N^G-nitro-L-arginine methyl ester (L-NAME, 10^-5 and 10^-4 mol/L) and N^G-nitro-L-arginine (L-NNA, 10^-4 mol/L), inhibitors of nitric oxide synthase,²² were suffused for 15 minutes before and during agonist application. Responses of the basilar artery to IRL 1620 were also examined after administration of indomethacin (10 mg/kg IV). We have shown previously that this dose of indomethacin completely inhibits dilatation of cerebral vessels in response to topical application of arachidonic acid in vivo.²³ Because there is tachyphylaxis to IRL 1620,^{9 11} effects of L-NAME, L-NNA, and indomethacin were tested in separate rats. Responses in the presence of specific inhibitors were compared with those under control conditions in a different group of rats (in the presence of vehicle without any inhibitors).

Statistical Analysis
All values are expressed as mean±SEM. An unpaired t test was used to compare absolute values under control conditions and during interventions. A Mann-Whitney U test was used to compare percentage changes. One-way ANOVA was used for multiple comparisons. A value of P<.05 was considered significant.

	Results

Top Abstract Introduction Methods Results Discussion References

 
Responses of the Basilar Artery to IRL 1620 in WKY and SHRSP
Arterial pressure was 103±3 and 216±3 mm Hg in WKY and SHRSP, respectively. Under control conditions, basilar artery diameter was smaller in SHRSP (196±8 µm) than in WKY (245±9 µm) (P<.05). Topical application of IRL 1620 increased basilar artery diameter in both rat strains (Fig 1). IRL 1620 (10^-8 mol/L) dilated the artery by 27±5% and 56±4% in WKY and SHRSP, respectively (P<.05).

View larger version (17K): [in this window] [in a new window]   Figure 1. Line graph shows responses of the basilar artery to activation of endothelin-B receptors by IRL 1620. Changes in basilar artery diameter were measured in Wistar-Kyoto rats (WKY, n=6) and stroke-prone spontaneously hypertensive rats (SHRSP, n=6). Values are mean±SEM. *P<.05 compared with responses in WKY.

Effects of L-NAME on Responses to IRL 1620
In WKY, application of 10^-5 and 10^-4 mol/L L-NAME for 15 minutes produced a decrease in basilar artery diameter of 5±3% and 7±2%, respectively. In SHRSP, L-NAME at 10^-5 and 10^-4 mol/L decreased basilar artery diameter by 11±1% and 15±1%, respectively (P<.05 versus WKY). These results suggest that basal release of EDRF is not impaired and may be somewhat enhanced in the basilar artery of SHRSP compared with WKY.

L-NAME inhibited dilator responses of the basilar artery to IRL 1620 in WKY in a concentration-dependent manner (P<.05, Fig 2) without inhibiting vasodilatation produced by sodium nitroprusside (P>.05, data not shown). In contrast, L-NAME did not alter vasodilator responses to IRL 1620 in SHRSP (P>.05, Fig 3). Similar effects on IRL 1620–induced vasodilatation were observed with another inhibitor of nitric oxide synthase, L-NNA. L-NNA (10^-4 mol/L) almost abolished dilator responses of the basilar artery to IRL 1620 in WKY (n=3) (P<.05, data not shown). These findings suggest that dilator responses of the basilar artery to IRL 1620 are mediated by EDRF in WKY but not in SHRSP. Dilatation of the basilar artery in SHRSP in response to IRL 1620 was also not inhibited by glibenclamide (10^-6 mol/L, n=2), an inhibitor of ATP-sensitive potassium channels (data not shown).

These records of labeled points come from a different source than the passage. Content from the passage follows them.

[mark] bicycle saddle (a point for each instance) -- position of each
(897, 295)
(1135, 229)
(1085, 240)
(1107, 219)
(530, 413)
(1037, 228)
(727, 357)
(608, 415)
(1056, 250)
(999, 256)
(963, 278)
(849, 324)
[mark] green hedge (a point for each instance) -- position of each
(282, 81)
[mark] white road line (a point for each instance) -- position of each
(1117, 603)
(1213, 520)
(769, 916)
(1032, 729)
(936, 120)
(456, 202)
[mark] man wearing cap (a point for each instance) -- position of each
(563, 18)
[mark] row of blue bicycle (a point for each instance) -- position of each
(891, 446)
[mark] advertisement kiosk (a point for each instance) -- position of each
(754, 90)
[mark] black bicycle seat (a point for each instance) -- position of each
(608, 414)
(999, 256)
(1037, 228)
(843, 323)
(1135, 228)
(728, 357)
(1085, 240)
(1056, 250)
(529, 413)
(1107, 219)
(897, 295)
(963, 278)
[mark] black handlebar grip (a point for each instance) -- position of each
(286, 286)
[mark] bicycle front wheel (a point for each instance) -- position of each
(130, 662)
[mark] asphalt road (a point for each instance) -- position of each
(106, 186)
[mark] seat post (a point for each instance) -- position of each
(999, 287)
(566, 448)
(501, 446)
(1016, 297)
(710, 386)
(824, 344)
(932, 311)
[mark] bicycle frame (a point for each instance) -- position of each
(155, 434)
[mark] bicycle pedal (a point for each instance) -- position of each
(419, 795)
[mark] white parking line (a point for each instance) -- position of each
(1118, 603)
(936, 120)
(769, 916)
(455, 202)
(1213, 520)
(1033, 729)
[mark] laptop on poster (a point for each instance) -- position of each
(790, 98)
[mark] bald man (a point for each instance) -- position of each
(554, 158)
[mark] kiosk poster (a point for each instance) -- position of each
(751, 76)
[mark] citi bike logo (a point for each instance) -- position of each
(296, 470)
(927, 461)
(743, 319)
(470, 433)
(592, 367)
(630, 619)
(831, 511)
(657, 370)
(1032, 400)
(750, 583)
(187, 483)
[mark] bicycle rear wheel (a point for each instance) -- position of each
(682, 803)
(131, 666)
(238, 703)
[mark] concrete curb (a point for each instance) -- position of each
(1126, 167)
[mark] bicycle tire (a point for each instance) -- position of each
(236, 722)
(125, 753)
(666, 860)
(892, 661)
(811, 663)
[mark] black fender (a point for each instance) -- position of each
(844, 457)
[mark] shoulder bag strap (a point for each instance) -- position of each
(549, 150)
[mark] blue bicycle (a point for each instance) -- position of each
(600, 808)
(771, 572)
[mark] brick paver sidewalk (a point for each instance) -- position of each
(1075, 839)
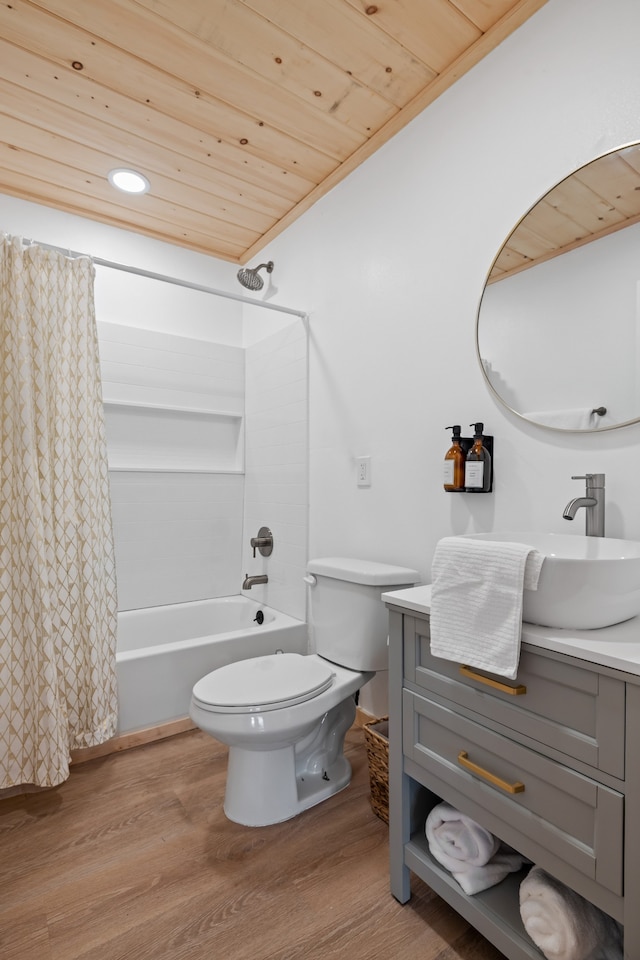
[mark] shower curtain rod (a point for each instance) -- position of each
(138, 271)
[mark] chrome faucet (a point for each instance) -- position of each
(593, 503)
(253, 581)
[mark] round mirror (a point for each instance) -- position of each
(557, 333)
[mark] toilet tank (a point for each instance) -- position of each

View larger version (21K): [in this window] [in a new window]   Figure 2. Line graph shows effects of NG-nitro-L-arginine methyl ester (L-NAME) on dilatation of the basilar artery in response to activation of endothelin-B receptors in Wistar-Kyoto rats. Changes in basilar artery diameter were measured in response to IRL 1620 under control conditions and in the presence of L-NAME (10-5 and 10-4 mol/L) in separate groups of rats (n=5 for each group). Values are mean±SEM. *P<.05 compared with control rats; P<.05 compared with responses in the presence of 10-5 mol/L L-NAME.

View larger version (21K): [in this window] [in a new window]   Figure 3. Line graph shows effects of NG-nitro-L-arginine methyl ester (L-NAME) on responses of the basilar artery to activation of endothelin-B receptors in stroke-prone spontaneously hypertensive rats. Changes in basilar artery diameter were measured in response to IRL 1620 under control conditions and in the presence of L-NAME (10-5 and 10-4 mol/L) in separate groups of rats (n=5 for each group). Values are mean±SEM.

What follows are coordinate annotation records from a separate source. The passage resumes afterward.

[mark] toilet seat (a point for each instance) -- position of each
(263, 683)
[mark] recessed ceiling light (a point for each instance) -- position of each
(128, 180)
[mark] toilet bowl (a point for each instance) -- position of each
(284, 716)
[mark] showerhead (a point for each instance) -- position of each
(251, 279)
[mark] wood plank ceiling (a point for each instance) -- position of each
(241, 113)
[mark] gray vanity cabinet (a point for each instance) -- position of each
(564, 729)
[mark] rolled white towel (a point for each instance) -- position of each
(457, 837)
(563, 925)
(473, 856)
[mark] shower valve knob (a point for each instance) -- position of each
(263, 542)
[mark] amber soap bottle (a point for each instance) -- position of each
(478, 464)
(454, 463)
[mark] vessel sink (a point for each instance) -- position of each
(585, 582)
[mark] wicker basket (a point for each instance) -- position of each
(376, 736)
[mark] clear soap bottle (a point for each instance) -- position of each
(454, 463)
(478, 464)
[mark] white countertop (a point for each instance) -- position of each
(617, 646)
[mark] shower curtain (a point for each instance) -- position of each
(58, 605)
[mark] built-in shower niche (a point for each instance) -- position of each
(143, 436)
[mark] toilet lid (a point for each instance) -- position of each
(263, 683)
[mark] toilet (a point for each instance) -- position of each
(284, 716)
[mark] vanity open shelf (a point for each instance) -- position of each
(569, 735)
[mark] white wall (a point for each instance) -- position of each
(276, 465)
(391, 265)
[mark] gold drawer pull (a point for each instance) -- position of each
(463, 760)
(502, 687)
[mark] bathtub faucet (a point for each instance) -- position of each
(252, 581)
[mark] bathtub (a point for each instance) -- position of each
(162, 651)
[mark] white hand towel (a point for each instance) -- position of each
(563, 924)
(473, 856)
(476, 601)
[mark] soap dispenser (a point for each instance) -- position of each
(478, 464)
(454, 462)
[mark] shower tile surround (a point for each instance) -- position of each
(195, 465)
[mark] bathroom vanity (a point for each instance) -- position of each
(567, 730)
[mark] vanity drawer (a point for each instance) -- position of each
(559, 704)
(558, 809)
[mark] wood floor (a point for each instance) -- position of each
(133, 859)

Effects of Indomethacin on Responses to IRL 1620 in SHRSP
Administration of indomethacin (10 mg/kg IV) had no effect on baseline basilar artery diameter in SHRSP (P>.05). Indomethacin did not attenuate vasodilatation in response to IRL 1620 in SHRSP (P>.05, Fig 4), suggesting that cyclooxygenase products may not contribute to the vasodilatation in response to IRL 1620 in SHRSP.

View larger version (18K): [in this window] [in a new window]   Figure 4. Line graph shows effects of indomethacin on dilatation of the basilar artery in response to activation of endothelin-B receptors in stroke-prone spontaneously hypertensive rats. Changes in basilar artery diameter were measured in response to IRL 1620 under control conditions and after administration of indomethacin (10 mg/kg IV) in separate groups of rats (n=5 for each group). Values are mean±SEM.

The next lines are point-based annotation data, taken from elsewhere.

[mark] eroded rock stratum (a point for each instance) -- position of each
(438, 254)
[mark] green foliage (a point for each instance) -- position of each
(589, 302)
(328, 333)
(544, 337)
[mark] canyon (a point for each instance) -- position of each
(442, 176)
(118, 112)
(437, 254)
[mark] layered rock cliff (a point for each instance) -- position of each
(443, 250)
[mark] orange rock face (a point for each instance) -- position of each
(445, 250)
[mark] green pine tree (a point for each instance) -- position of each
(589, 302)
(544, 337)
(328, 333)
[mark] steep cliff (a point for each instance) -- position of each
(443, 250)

Responses of the Basilar Artery to Acetylcholine and Sodium Nitroprusside
Acetylcholine produced dilatation of the basilar artery in WKY (Fig 5). In SHRSP, acetylcholine did not cause significant vasodilatation (P>.05, Fig 5). Sodium nitroprusside–induced dilatation of the basilar artery was similar in WKY and SHRSP (P>.05, Fig 6), as described previously.²⁴ These results suggest that acetylcholine-induced dilatation of the basilar artery is impaired in SHRSP compared with WKY.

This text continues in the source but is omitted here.